Salíamos con los bocatas hechos por nuestras madres y portábamos los refrescos, y también las castañas, al campo. Atravesábamos las vías del tren de Aldea Moret. Partíamos temprano con los amiguetes en busca del ocio de un día especial. Andábamos. Corríamos. Reíamos. Nos sentíamos libres. Sin ser ni mucho menos mayores de edad, que para eso restaban unos años, el primero fue un acontecimiento. Por lo novedoso. Por lo emocionante. Por lo inolvidable.

Era muy bonito caminar y caminar hasta llegar al campo, cuando era campo, para compartir horas con los primeros amigos. Y también compartíamos la comida y la bebida, claro. Todo era de todos. Todo.
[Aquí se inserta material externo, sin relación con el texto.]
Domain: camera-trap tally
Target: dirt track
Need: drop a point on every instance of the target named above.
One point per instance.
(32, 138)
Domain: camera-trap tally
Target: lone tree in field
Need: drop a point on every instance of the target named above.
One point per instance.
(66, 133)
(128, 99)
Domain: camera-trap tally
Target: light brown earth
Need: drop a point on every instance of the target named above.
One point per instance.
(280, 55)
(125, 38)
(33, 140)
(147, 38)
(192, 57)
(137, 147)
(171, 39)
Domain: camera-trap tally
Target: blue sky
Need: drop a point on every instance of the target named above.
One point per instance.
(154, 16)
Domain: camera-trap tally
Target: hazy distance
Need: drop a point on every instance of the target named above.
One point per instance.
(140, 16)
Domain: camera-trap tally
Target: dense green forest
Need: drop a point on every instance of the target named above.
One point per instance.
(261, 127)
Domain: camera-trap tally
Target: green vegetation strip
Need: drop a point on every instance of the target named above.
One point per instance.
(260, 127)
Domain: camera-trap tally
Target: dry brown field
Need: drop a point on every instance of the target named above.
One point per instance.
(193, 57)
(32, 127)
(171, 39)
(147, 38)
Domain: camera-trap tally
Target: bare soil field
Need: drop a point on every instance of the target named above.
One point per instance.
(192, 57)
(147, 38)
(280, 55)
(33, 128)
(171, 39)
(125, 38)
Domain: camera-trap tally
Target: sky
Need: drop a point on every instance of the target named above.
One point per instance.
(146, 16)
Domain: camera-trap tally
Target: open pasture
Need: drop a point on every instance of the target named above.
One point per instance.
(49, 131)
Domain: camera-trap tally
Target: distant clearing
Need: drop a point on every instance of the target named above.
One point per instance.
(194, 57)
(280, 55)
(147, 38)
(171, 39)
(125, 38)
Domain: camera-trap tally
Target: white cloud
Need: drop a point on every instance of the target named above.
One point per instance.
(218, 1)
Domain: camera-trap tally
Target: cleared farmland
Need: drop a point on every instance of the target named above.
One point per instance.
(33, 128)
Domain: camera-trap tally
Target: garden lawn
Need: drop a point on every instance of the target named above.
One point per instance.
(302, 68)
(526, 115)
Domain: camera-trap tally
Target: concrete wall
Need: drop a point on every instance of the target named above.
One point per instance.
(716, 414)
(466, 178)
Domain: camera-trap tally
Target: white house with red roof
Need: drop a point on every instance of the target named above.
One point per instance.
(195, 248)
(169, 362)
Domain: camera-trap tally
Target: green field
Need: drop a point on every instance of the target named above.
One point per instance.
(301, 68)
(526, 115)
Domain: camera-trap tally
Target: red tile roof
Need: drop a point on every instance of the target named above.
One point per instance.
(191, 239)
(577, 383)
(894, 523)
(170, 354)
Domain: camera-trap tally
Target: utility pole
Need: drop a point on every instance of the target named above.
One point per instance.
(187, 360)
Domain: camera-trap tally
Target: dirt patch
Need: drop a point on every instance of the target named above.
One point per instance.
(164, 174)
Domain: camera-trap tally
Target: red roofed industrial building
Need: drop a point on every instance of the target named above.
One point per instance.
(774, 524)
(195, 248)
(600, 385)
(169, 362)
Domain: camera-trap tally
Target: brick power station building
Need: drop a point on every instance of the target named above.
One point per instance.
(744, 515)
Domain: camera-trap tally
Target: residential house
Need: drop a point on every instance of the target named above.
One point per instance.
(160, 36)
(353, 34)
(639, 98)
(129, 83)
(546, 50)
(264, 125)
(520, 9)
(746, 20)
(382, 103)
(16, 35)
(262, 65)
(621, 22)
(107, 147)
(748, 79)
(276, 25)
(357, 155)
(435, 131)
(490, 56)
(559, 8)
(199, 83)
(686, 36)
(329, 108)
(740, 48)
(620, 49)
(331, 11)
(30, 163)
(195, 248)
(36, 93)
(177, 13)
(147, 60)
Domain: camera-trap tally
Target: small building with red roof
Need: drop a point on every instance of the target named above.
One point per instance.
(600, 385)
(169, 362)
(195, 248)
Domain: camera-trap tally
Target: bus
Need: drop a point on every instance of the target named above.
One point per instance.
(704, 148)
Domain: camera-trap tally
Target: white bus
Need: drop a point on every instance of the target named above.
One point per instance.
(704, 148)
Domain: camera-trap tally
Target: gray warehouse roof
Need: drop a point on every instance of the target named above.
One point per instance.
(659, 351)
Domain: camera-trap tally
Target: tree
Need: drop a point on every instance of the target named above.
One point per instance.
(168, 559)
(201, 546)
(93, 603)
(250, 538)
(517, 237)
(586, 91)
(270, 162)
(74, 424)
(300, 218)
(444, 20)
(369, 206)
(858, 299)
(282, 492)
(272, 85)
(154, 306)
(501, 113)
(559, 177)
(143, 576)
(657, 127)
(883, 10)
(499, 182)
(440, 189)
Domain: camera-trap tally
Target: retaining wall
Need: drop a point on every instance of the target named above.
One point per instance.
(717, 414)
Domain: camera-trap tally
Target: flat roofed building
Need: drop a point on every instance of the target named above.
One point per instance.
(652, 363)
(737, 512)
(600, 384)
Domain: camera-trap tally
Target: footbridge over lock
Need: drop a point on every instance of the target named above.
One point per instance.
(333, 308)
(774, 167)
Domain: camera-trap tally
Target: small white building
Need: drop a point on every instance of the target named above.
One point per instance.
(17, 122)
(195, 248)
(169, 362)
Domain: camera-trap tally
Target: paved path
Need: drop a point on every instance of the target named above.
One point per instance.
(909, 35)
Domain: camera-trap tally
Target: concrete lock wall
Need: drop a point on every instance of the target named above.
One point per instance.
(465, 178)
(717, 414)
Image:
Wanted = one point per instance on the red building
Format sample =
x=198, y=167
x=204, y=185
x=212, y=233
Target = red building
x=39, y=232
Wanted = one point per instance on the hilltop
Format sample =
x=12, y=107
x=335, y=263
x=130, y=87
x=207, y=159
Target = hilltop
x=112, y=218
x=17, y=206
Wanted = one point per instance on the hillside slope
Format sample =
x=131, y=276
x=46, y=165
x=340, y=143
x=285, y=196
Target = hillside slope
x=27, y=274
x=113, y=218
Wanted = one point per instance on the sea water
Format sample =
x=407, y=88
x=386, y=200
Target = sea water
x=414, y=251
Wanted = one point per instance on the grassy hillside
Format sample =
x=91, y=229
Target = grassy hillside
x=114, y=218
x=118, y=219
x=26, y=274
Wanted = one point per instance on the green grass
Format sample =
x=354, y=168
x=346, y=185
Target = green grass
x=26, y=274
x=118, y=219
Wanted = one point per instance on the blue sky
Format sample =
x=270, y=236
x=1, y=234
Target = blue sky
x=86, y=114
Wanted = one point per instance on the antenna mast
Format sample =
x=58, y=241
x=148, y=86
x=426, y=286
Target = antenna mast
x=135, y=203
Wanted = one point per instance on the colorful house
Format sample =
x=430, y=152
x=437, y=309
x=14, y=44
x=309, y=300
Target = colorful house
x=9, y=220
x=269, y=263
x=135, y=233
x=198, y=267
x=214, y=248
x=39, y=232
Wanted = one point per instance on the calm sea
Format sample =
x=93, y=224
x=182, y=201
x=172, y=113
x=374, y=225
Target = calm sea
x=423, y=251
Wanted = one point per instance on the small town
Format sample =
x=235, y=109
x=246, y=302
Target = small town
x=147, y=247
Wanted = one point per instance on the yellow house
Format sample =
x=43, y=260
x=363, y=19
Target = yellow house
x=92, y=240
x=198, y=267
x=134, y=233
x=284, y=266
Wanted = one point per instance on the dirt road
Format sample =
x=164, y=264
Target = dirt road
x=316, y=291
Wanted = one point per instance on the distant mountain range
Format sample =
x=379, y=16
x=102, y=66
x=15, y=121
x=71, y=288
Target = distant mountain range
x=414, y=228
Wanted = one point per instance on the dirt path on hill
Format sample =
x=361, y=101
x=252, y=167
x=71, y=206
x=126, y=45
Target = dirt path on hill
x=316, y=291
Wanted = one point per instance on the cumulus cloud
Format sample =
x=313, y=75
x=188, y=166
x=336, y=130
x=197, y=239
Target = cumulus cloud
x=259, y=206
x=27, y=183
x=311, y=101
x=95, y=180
Lo de asar las castañas era el cénit. El más hábil, por decir espabilado y líder, lo hacía, con más o menos acierto, y los demás mirábamos mientras le dábamos patadas a un viejo balón que, presumiblemente, tendría de fecha de caducidad ese día. Ese señalado día.

Aquello pasó. Los últimos años, ya más mayores, subíamos a La Montaña. Ya teníamos edad para otras cosas, incluso para ‘pecar’ con la bebida. Algún que otro calimoche (¿o calimocho?) y cervezas, por supuesto que no en grandes cantidades. No había dinero para mucho. Y éramos, insisto, felices. Muy felices.

Hoy, en Cáceres, casi todos se concentran en El Cuartillo. Beben alcohol de marca en forma de combinados, se concentran en pequeños-grandes grupos y al día siguiente leemos en el periódico que aquello ha sido una batalla, una gran batalla, por el rastro de suciedad que ha quedado en las instalaciones de la diputación.

¿Y las castañas? A no ser las figuradas, ni rastro, me comentan. La esencia se ha perdido, las tradiciones se minimizan, el móvil lo puede todo. ¿O no será que me afecta la edad y minusvaloro la evolución de las costumbres, ésa que ya anticipó La Mode?